2015/02/26

岩手県沿岸部鉄道最近事情

 東日本大震災からの復興で、岩手県沿岸部が希求しているのは鉄道の復旧だ。このことは、このたび、大震災から4年目となる被災地を巡っていて痛感したことだった。
 岩手県沿岸部の鉄道は、北から三陸鉄道北リアス線久慈-宮古間71.0キロ、JR山田線宮古-釜石間55.4キロ、三陸鉄道南リアス線釜石-盛間36.6キロ、3線合わせて163.0キロが甚大な被害となった。とくに山田線と南リアス線は壊滅した。
 このうち、三陸鉄道はすでに北リアス線と南リアス線を揃って昨年4月には全線で復旧させている。
 三陸鉄道は旧国鉄路線を転換した第三セクター鉄道で、厳しい業績を余儀なくされているが、それでも部分開通を重ねながらついに全面復旧にこぎ着けいて、沿線市町村にとって大変心強いものとなったいる。
 この部分開通を積み重ねていったことが結果的によかったのだと思われる。そこには三陸鉄道と沿線住民にとって鉄道をともかく途切れさせないという不断の決意があったのではないか。
 北リアス線では地震発生からわずか12日後には宮古-田老間で復旧させ「復興支援列車」を走らせている。これが沿線住民にどれほどの勇気を与えたものか。鉄道にはそういう側面があるものなのであろう。
 線路の流出、橋梁の崩落、駅舎の壊滅などの被害から被災直後には廃線論も浮上したらしいが、それらをはねつけた上での復活は賞賛される。
 このたび島越駅を訪れてみて大きな感慨を持った。旧来はトンネルとトンネルに挟まれた短い区間を橋梁で渡っていたのだが、震災で駅舎も橋梁もすべて流出し、北リアス線で最後まで復旧が遅れた部分だった。
 トンネルとトンネルに挟まれた部分には、これは防潮堤の役割も果たすためであろう、立派な堤防が築かれ、鉄道が渡っていた。その久慈側のトンネルのそばに新しい駅舎が建設されていた。
 駅売店の係の女性によると、鉄道は復旧したが、人の流れは戻っていないという話だった。つまり、住宅地は高台に移転してしまって、駅周辺に人は住まなくなったからからで、高台と駅は離れているし、駅周辺に水産施設などが整備される計画だが、果たして産業としてどれほどのものか、人が戻ってくれるものかどうかとも話していた。
 これら北リアス線と南リアス線の間にあるのが宮古-釜石間を結ぶJR山田線で、この4年間手つかずに放置されてきた。
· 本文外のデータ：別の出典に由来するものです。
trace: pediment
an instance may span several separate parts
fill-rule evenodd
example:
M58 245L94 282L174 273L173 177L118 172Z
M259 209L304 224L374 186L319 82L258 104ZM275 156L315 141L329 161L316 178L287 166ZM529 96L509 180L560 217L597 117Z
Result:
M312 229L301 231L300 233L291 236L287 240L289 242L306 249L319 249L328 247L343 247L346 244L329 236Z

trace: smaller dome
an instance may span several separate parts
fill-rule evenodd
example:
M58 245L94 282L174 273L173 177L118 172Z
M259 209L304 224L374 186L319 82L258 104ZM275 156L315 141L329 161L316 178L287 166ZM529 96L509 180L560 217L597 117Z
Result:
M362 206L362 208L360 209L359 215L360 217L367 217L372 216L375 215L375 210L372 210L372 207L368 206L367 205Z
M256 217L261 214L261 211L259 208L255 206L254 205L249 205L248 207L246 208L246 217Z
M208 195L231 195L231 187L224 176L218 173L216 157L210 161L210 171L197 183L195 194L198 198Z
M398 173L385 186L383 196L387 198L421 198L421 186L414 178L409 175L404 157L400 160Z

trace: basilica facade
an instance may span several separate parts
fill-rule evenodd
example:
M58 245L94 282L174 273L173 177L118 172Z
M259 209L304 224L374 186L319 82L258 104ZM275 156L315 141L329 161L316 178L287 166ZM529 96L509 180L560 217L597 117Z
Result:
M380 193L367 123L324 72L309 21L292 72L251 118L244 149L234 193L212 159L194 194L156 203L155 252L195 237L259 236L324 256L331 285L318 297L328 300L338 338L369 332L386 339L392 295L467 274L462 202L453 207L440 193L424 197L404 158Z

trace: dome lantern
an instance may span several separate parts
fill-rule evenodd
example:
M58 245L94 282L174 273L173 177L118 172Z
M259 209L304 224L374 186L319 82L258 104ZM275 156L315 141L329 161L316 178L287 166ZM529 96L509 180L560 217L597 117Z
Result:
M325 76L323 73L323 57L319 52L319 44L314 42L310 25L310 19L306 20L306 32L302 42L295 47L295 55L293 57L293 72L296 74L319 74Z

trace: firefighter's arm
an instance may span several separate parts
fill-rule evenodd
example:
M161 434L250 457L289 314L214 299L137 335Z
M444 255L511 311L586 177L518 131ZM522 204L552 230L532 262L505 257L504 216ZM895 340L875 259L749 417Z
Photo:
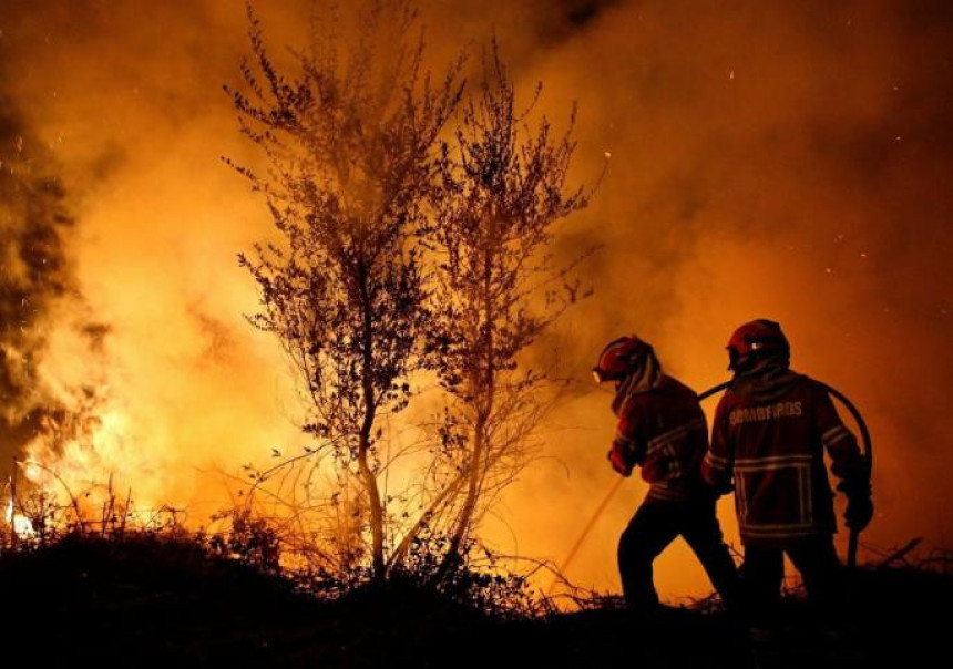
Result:
M608 451L612 469L623 476L631 476L633 467L645 462L645 439L642 435L642 421L634 412L623 412Z
M841 480L837 487L847 495L844 522L851 529L863 529L873 517L870 466L826 391L814 400L814 423L831 459L831 473Z
M735 461L734 445L728 433L728 394L718 402L711 443L701 461L701 476L719 495L731 492L731 469Z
沿線は最も被害の甚大だった区間だということも言えるが、それでもJRのやる気のなさには住民から批判も大きかった。
 それが、ここにきて、JRと沿線市町村、三陸鉄道との間で再建に向けた合意がまとまった。それは、JRがまず鉄道を復旧させ、その上で三陸鉄道に無償譲渡し移管させるというもので、やっと久慈から大船渡の盛まで鉄路が1本につながることとなった。
 大船渡線では全区間でMRT(バス高速輸送システム)が開通しているが、山田線が鉄道として完全復旧する意義は大きいのではないか。
 北リアス線、山田線、南リアス線を結んで久慈から盛まで1本の列車で連なるという日を是非待ちたいものだ。


写真1 復旧した北リアス線島越駅。


写真2 再び列車の到着する日を待ちわびる山田線吉里吉里駅。


写真3 南リアス線陸前赤崎駅では周辺の再開発も進められている。